Page 31 of Falling for Mr. Ruthless
I open my eyes, pushing the memories away. This is dangerous territory. These are thoughts I can't afford—feelings I've locked away for good reason.
But alone and unable to sleep, I allow myself one concession: I miss how he used to make me feel safe.
Not just physically, though that was part of it. But the bone-deep security of being with someone who saw all of me—the ambition, the fear, the damage, the strength—and chose meanyway. Who made space for all my contradictions. Who never asked me to be less than I was.
Until he did.
Until he decided I was better off without him.
I turn again, restless with thoughts I can't quiet. The moonlight through the blinds casts jail-bar shadows across the bed, across my body. Fitting, somehow.
Down the hall, I hear a door open and close. Footsteps passing my room. The master suite door clicking shut.
Jakob, finally going to bed.
I wonder if he's lying awake too. If he's thinking about me, about us, about the delicate balance we've managed these past two weeks. If he regrets any of it—the secrets, the silence, the years of separation.
The thought follows me into uneasy dreams—of running through endless hallways, of doors that open to reveal more doors, of Jakob always one room ahead, just out of reach.
When morning comes, I wake to sunlight streaming through the blinds and the disorienting moment of not knowing where I am. Then reality rushes back—the penthouse, the audit, another night spent in Jakob's guest room.

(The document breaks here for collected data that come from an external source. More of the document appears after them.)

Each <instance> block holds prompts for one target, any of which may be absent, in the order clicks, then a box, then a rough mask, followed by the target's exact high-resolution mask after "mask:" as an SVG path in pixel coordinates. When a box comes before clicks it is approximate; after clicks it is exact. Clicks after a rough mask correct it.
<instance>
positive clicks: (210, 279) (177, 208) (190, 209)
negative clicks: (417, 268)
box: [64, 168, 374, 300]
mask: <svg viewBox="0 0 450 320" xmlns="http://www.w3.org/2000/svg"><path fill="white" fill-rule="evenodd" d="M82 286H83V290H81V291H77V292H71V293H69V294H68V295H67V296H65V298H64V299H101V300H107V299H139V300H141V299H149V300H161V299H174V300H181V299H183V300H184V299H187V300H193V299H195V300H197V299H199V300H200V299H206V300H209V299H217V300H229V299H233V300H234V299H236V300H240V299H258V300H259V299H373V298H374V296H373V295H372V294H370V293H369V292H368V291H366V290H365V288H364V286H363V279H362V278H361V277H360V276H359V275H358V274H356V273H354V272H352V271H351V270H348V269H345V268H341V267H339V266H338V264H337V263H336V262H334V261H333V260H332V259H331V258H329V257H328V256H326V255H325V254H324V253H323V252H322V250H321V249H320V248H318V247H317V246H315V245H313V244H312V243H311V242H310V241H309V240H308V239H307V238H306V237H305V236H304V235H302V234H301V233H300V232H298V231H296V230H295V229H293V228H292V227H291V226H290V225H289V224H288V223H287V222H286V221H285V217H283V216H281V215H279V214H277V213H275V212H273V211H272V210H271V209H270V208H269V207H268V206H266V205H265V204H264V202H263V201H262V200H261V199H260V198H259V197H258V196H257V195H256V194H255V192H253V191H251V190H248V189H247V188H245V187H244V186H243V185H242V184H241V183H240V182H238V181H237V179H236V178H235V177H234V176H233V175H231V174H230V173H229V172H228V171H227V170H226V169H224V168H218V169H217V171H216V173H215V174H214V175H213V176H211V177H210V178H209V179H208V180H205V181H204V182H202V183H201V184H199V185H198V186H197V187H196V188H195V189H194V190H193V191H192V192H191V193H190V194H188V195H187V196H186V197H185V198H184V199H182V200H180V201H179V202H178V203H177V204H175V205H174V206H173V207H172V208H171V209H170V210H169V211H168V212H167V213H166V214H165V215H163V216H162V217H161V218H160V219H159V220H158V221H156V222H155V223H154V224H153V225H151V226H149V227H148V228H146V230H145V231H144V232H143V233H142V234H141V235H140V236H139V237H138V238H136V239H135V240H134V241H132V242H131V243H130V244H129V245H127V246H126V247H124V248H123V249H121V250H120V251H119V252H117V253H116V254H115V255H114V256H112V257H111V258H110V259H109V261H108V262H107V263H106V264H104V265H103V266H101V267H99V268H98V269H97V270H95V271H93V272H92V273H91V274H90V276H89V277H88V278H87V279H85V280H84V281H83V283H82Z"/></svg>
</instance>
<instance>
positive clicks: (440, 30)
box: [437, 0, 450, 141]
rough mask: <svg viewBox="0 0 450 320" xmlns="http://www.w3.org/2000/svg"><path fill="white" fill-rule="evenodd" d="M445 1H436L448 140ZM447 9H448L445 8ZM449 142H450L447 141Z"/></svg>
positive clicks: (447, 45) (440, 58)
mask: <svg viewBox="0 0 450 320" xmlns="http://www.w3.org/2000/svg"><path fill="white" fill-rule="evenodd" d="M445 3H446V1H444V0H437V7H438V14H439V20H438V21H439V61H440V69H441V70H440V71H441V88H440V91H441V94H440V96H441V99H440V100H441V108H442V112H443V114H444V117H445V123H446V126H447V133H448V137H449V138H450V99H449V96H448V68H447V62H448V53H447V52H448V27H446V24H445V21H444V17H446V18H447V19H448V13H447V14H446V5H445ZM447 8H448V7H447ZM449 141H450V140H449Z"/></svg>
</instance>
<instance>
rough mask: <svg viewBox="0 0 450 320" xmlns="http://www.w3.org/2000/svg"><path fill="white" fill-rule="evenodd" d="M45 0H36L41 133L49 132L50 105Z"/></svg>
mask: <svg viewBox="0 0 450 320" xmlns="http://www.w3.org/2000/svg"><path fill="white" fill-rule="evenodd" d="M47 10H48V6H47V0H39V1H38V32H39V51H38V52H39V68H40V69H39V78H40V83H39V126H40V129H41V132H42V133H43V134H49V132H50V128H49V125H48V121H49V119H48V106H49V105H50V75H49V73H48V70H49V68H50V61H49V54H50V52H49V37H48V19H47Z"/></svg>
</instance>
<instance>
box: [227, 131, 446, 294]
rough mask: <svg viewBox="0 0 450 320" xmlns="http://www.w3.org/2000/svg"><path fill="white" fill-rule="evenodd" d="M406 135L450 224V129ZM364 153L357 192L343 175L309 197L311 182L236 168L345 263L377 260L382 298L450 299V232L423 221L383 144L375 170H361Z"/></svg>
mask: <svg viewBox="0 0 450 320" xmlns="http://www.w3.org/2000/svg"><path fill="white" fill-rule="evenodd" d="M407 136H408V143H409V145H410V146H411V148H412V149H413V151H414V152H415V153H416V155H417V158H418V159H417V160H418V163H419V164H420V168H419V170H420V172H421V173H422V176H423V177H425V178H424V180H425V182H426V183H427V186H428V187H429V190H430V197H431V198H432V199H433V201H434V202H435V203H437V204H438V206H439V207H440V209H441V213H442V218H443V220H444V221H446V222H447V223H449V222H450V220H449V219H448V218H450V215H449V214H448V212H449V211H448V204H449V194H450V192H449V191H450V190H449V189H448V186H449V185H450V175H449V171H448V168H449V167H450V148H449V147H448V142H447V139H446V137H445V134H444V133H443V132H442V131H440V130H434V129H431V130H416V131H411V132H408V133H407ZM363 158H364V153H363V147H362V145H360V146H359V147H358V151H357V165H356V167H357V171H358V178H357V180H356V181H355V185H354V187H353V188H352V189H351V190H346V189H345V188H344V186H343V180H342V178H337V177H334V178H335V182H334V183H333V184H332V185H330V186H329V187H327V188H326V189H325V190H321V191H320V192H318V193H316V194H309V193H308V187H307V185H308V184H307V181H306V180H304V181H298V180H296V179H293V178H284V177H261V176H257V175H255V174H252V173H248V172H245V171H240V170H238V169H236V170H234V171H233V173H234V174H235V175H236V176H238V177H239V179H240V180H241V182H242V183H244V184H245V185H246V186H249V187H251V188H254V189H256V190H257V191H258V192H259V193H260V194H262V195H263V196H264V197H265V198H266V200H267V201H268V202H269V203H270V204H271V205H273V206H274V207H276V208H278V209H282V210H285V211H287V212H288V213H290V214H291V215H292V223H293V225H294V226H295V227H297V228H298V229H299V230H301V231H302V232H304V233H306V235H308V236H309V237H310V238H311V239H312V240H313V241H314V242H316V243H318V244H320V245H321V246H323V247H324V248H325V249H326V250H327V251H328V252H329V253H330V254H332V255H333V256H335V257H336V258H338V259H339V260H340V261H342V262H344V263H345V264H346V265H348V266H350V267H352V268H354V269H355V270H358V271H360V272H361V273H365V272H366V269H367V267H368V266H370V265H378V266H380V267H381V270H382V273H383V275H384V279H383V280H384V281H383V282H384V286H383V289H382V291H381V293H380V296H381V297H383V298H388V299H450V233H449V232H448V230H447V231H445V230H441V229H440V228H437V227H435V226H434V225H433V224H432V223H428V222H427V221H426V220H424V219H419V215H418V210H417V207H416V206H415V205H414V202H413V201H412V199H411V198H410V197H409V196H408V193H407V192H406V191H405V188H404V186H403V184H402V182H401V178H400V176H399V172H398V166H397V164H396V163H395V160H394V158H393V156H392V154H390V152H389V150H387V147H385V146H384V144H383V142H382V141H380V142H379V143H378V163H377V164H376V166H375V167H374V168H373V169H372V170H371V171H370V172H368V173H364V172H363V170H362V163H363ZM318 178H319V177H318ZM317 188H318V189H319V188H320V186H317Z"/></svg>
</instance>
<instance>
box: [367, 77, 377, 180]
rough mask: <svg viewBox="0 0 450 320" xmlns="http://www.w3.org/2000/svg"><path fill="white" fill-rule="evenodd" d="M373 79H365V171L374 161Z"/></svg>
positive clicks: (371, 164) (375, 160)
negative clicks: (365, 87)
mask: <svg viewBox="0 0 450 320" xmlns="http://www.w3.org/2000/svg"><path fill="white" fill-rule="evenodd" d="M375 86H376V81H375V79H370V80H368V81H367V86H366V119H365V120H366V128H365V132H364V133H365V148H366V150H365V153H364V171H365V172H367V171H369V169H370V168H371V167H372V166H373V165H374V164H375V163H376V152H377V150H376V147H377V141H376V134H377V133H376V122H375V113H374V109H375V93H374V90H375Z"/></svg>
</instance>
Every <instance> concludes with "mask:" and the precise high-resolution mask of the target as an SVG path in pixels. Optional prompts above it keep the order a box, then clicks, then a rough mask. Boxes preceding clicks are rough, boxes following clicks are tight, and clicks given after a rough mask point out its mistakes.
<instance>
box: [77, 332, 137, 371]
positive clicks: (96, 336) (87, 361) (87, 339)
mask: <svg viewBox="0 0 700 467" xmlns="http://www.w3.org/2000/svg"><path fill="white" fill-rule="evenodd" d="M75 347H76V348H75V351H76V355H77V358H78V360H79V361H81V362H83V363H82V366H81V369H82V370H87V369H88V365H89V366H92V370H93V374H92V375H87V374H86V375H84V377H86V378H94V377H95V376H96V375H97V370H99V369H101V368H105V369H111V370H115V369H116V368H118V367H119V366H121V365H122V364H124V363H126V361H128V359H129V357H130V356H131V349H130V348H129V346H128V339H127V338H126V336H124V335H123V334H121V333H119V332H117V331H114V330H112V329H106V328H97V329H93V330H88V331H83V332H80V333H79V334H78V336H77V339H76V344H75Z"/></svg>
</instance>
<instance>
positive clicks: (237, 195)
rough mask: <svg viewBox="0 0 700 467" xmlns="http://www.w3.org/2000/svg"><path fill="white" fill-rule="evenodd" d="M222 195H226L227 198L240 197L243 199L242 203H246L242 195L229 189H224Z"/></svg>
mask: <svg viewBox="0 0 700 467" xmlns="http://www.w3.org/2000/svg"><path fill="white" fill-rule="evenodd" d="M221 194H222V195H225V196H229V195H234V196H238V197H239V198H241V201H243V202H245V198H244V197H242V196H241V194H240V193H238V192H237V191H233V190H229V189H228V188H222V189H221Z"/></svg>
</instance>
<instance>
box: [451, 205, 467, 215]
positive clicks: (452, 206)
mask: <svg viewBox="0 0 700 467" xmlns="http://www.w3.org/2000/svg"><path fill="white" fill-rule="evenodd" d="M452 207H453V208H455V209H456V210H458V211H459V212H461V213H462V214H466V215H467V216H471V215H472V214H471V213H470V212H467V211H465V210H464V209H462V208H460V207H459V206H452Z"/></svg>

I sit up, reaching for my phone to check the time. 6:17 a.m. Early, but not unusually so for me. I swing my legs over the side of the bed, listening for movement in the apartment.
Silence.
I stand, stretching muscles stiff from tension even in sleep. Then I move to the window, lifting one slat of the blinds to look out at Manhattan waking up thirty-eight floors below. The city spreads out in all directions, a testament to ambition, power, and the relentless pursuit of more.
Jakob's world. The world he tried to give me, then took away.
I let the blind fall back into place and turn toward the door. Time to face the day. Time to face him—and the truth he’s still withholding.
But as I reach for the handle, a realization stops me cold:
The longing I felt last night—for safety, for belonging, for him—didn't appear suddenly. It's been building with this shared space, soft touches, and quiet dinners.
Growing stronger with each late night, each shared glance, each moment of unchecked connection.
Because deep down, I already know: I never stopped wanting him.
I just got good at surviving without him.
SEVEN
PUBLIC LIES, PRIVATE TRUTHS
JAKOB
I'm already awake when the alert comes.
Lying in the dark, staring at shadows on my ceiling, counting the hours Chanel's spent in the penthouse she left four years ago.
She's at home tonight, though. And it’s probably for the best.
The phone vibrates against the nightstand at 4:17 a.m. Not a sound—just a silent pulse against wood, insistent as a second heartbeat. I reach for it without looking, the gesture worn smooth by years of midnight crises.
PRIORITY ALERT: MEDIA EXPOSURE
Sleep wasn't coming anyway. I sit up, sheets falling to my waist, and swipe through to the attachment. It loads pixel by slow pixel, a blurry image crawling into focus.